Privacy Engineering

Module aims

This module will teach you and have you practice state-of-the-art attacks against privacy-preserving mechanisms and systems. For each attack, we will then review defense mechanisms and the associated trade-offs.

First, we will review anonymisation strategies for small and big data datasets and their limits. We will then do the same for query-based systems before learning and applying a theory called Differential Privacy.
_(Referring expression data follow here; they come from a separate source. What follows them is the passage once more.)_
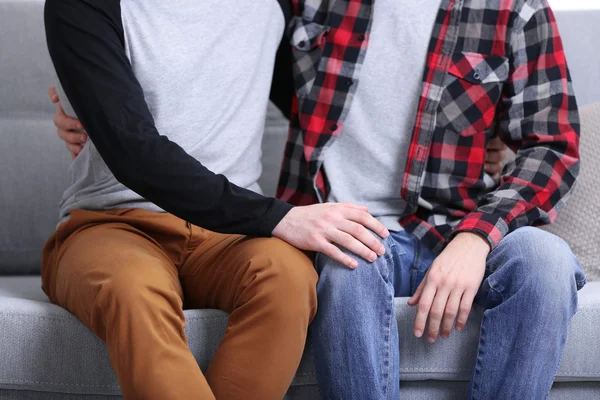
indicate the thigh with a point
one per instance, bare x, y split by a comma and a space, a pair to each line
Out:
114, 257
222, 267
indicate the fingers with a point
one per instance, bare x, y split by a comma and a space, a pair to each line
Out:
494, 157
493, 169
52, 94
75, 149
62, 121
361, 234
496, 144
450, 313
423, 308
465, 309
350, 243
335, 253
366, 220
436, 313
417, 296
72, 137
355, 206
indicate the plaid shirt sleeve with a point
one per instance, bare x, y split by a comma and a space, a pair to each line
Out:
538, 119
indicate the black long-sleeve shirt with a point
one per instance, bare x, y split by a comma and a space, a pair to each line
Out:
86, 40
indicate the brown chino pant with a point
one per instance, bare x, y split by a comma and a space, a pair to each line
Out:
128, 274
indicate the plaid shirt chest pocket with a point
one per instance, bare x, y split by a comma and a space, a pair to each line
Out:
308, 41
472, 90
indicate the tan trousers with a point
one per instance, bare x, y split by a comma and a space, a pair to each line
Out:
128, 274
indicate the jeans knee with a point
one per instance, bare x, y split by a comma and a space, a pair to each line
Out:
340, 284
545, 267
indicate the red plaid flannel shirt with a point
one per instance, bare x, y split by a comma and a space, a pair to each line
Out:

Finally, we will build privacy-preserving services using cryptographic methods before finishing by analysing privacy policies using formal methods.

Learning outcomes

Upon successful completion of this module you will be able to:

  • anonymise and re-identify small and big data datasets
  • use and extend algorithms to attack query-based/ question-and-answers systems
  • use and develop differentially
  • private functions and evaluate the use of differential privacy on personal data sets
  • build privacy-preserving services using cryptographic methods
  • develop and analyse policies for privacy-preserving services using formal methods

Module syllabus

This module covers the following topics:

  • Pseudonymisation and anonymisation
  • Big data anonymisation
  • Query-based systems
  • Differential privacy
  • Secure multi-party computation
  • Shared and searchable encrypted data
  • Anonymous communication
  • Privacy policies and data protection compliance   

Pre-requisites

Teaching methods

The module is motivated by real-world privacy concerns and aims to introduce the fundamental concepts and techniques for developing solutions that are privacy-preserving. In addition to material prepared by the lecturers you will also be expected to read and discuss selected research papers for each major topic. The objective is to prepare you to pursue research into privacy as well as apply and develop privacy-preserving solutions to industry problems.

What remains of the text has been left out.